Saturday 3 September 2022

'The English Country House - A Grand Tour'

     This book has been loitering on my bookshelves for a while now expectant of a post on here. I say a while when it's been about three years to be almost exact. Which post-Lockdown seems a very long time ago indeed.  Anyway it was one of those lucky charity shop finds one comes across occasionally. One that has spurred me to return to the shop in question every time we head over to Carmarthen - just in case.

     Now to the book - and it is a sumptuous effort, with some ravishing photography by James Pipkin - a photographer I know little, if anything, about. The blurb on the dust jacket says, in so many words, he's American. The text is by the architectural historian Gervase Jackson-Stops (1947-1995), 'the most excellent of fellows, worth a guinea a minute', who must have been an inspiration for the 'Bachelor Folly' character in Alexandra Artley and John Martin Robinson's 'Official New Georgian Handbook' of 1985. He was educated at Christ Church Oxford and the V&A, in 1972 he joined the staff of the National Trust and in 1975 was appointed one of its architectural advisors. In addition to 'The English Country House' Jackson-Stops and Pipkin collaborated on at least two other books: 'The Country House Garden - A Grand Tour' (Pavillion Books in association with Michael Joseph, 1987) and the catalogue to the 'Treasure Houses of Britain' exhibition which Jackson-Stops curated for The National Gallery of Art in Washington  (1985-6). It was the highlight of his curatorial career. He wrote quite a number of other books, many for the National Trust, and was a regular contributor to 'Country Life' magazine.  

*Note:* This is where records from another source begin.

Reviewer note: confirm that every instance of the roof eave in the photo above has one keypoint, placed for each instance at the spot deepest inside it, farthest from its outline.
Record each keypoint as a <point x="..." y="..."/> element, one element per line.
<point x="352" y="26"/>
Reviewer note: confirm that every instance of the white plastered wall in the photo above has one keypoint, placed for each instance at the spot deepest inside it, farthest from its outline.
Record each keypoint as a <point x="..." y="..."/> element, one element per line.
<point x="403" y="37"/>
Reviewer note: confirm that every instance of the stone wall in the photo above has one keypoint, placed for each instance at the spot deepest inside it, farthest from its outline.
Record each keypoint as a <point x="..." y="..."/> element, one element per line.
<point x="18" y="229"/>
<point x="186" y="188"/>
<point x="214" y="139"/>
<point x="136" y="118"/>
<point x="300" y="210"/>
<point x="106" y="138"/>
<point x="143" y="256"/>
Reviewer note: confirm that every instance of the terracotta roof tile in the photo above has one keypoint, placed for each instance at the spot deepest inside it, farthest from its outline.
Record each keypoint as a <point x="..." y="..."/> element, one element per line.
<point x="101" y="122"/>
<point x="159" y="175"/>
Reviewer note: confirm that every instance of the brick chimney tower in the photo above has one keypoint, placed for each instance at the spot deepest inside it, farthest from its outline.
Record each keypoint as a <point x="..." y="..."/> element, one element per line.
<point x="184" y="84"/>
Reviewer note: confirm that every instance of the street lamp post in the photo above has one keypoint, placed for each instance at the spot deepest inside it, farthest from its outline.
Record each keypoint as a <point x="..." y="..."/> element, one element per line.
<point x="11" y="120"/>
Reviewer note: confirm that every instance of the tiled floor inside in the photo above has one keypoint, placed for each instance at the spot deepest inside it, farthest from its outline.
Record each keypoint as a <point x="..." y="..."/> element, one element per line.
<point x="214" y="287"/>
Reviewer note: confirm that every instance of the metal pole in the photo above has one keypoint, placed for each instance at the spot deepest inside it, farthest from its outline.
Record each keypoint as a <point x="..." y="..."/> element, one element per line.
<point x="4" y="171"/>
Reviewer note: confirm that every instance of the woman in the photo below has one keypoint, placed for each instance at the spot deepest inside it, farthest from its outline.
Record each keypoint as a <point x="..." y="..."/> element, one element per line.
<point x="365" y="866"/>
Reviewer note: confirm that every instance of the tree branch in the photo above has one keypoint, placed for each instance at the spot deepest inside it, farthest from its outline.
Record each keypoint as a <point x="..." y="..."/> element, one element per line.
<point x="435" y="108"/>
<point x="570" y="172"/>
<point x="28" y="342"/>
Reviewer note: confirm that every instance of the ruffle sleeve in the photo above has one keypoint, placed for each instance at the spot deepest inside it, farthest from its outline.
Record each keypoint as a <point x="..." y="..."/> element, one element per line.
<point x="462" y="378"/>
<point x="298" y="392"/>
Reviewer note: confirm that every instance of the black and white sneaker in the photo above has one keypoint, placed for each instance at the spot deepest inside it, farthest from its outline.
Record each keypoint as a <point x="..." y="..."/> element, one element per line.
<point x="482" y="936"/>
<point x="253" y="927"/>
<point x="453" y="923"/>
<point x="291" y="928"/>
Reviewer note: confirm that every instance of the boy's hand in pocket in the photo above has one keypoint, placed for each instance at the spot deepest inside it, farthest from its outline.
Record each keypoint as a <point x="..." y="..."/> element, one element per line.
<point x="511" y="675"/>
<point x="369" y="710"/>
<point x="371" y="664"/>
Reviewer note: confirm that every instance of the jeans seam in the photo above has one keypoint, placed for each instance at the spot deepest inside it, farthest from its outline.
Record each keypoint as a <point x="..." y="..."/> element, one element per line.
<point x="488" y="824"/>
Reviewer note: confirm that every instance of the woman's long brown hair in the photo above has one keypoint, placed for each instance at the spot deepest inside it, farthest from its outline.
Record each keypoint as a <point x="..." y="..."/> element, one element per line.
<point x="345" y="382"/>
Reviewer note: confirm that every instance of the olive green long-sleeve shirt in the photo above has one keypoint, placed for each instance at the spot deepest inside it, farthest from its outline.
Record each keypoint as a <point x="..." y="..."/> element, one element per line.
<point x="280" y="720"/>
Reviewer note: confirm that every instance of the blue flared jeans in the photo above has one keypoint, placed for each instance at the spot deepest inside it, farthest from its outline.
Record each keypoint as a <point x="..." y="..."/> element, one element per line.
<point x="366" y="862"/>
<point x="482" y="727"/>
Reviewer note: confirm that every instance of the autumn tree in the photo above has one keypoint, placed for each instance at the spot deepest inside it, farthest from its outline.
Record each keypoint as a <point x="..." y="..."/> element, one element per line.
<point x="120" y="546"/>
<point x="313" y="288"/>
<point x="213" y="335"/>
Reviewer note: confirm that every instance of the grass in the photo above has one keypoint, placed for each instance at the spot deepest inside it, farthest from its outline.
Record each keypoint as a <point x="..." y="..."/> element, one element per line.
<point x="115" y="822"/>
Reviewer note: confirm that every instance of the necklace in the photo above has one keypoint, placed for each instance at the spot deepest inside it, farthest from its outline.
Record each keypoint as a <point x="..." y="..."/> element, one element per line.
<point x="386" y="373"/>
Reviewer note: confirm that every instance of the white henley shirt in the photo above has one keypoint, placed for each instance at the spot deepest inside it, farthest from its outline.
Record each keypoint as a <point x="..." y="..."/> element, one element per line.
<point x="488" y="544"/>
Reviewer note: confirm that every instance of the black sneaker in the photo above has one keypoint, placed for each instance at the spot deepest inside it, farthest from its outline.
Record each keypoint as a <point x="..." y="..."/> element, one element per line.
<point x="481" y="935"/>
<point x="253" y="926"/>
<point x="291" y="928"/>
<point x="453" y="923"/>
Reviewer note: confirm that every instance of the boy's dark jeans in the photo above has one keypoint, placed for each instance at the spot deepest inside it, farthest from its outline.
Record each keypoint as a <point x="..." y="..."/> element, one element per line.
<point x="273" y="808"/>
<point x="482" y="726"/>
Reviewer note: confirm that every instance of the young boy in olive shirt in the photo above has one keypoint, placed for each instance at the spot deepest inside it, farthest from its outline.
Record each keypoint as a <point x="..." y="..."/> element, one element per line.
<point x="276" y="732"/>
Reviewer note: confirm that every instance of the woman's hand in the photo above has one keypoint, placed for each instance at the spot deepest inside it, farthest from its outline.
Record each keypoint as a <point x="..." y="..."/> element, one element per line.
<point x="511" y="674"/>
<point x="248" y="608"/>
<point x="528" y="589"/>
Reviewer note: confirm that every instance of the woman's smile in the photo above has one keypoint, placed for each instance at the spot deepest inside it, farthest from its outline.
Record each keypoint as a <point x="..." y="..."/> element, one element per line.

     He is perhaps best remembered in British aesthetic circles not only for 'The English Country House' but the restoration of 'The Menagerie' a folly in Northamptonshire designed in the 1750s by architect/astronomer Thomas Wright of Durham for the then Lord Halifax. Jackson-Stops bought the then near ruin in 1972 for £500, and restoration was apparently completed in 1976. Restoration of the elaborate rococo plasterwork was undertaken with the help of the sculptor Christopher Hobbs and the furnishing by the interior designer Melissa Wyndham. Judging by the photographs the interior very much in the grand style, like a country house only in miniature. Jackson-stops and the Menagerie are included in my recent blog-post on Alvilde Lees-Milne's 'The Englishman's Room'. It also featured in Lucinda Lambton's wonderfully eccentric '40 Minutes' documentary 'Animal Crackers'  

     In all a gilded life one might expect, but it was not to be. He died at the age of 48 from HIV Aids.